La meditación es la profundización en nuestro propio ser, es alcanzar lo transpersonal, la comunión consciente entre la personalidad y su esencia verdadera: El alma o ser interno. Esta actividad debe de realizarse en el silencio y la soledad, no para escapar del mundo y sus problemas, sino para ver con mayor claridad lo que estamos haciendo. Los antiguos le llamaban subir la montaña, porque desde las alturas se divisa mejor lo que ocurre en el valle de la vida humana.
Existe la posibilidad de ejercicios de meditación en grupo, sin embargo el proceso en sí es personal. La meditación no responde al concepto de tiempo y espacio, es trascendente, y por ello basta por sí mismo para equilibrar todo el tiempo que dedicamos a la vida exterior. De 15 a 20 minutos dos veces por día son suficientes para llenarnos plenamente de aquello sublime que mora dentro de nuestro propio ser, ayudándonos a no perdernos en la actividad incesante de lo exterior y mutable.
En la meditación descansamos, las energías de nuestro cuerpo-mente se armonizan, se mejora la salud en general, nos conectamos con la fuente de las emociones superiores, con el amor universal mismo, recibimos inspiraciones que nos acercan a la sabiduría primordial y sobre todo alcanzamos la comunión interna, nos integramos como seres conscientes y descubrimos nuestra misión en la Tierra, nuestro origen y nuestro destino.
En las historias milenarias de la India se narra que la personalidad humana es como un muñeco de sal que buscando su origen se dirige al mar, y al entrar en él se disuelve convirtiéndose en el mismo mar.

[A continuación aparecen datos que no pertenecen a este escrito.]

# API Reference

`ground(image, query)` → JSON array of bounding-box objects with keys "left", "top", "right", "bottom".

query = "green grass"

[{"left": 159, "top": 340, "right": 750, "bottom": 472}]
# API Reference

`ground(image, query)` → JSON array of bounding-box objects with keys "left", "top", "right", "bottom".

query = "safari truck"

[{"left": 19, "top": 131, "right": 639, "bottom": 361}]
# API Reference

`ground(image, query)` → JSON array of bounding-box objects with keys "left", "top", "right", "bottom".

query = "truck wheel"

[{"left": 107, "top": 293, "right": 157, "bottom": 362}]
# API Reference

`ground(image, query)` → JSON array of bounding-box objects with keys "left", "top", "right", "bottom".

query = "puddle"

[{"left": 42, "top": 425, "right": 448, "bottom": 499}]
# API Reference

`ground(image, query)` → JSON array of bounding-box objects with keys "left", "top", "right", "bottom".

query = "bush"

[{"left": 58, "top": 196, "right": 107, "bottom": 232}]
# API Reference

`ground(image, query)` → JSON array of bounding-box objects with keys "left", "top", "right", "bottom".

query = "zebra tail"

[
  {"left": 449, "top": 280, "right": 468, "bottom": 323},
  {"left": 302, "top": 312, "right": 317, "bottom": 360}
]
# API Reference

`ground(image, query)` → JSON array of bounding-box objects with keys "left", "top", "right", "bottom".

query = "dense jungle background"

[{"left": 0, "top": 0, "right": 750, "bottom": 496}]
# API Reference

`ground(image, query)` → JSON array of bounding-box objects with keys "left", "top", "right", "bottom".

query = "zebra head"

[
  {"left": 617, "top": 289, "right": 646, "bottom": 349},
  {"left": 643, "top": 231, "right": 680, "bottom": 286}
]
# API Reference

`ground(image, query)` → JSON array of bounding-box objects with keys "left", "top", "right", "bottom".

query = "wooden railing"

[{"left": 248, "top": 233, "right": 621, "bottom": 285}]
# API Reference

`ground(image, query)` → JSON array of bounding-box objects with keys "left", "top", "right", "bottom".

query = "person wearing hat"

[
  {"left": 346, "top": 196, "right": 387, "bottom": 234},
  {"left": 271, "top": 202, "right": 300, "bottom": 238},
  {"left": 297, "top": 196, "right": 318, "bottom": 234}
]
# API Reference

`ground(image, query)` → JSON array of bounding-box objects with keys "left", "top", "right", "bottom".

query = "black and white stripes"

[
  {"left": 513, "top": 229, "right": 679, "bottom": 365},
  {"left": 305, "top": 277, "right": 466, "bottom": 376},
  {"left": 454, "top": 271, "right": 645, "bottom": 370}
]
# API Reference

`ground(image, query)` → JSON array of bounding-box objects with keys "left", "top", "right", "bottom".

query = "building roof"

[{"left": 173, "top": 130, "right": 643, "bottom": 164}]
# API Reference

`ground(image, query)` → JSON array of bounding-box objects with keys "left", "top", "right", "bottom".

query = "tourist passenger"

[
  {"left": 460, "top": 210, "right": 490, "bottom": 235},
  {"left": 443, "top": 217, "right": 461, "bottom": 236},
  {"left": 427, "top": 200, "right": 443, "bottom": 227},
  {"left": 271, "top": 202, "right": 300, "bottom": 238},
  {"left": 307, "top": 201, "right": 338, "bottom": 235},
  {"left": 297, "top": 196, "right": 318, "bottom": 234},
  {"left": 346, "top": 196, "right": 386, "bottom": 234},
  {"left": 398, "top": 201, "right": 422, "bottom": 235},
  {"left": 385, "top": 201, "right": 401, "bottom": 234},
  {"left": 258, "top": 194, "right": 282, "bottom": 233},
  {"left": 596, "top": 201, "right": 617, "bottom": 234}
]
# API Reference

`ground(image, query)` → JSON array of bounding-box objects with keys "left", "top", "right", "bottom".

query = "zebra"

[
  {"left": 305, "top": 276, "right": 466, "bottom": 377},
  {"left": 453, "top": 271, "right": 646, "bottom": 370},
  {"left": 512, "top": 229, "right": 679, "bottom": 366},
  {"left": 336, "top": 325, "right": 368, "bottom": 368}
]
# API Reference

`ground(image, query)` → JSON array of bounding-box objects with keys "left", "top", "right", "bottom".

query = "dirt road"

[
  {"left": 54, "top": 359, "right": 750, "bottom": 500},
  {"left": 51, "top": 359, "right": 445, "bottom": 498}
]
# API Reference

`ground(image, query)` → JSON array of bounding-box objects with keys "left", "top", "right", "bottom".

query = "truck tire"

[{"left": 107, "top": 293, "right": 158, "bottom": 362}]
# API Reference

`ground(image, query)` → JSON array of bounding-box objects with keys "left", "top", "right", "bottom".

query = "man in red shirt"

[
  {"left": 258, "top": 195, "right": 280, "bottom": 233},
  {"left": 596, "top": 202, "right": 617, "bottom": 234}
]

Así sucede en la meditación profunda, cuando se trasciende el pensamiento, la personalidad se fusiona con su esencia y a través de ella alcanza la conciencia pura. Samadhi en el Yoga, nirvana en el Budismo, reino de los cielos en el Cristianismo, conceptos para tratar de explicar lo inexpresable, la experiencia cumbre por excelencia que algunos llaman la unión con Dios.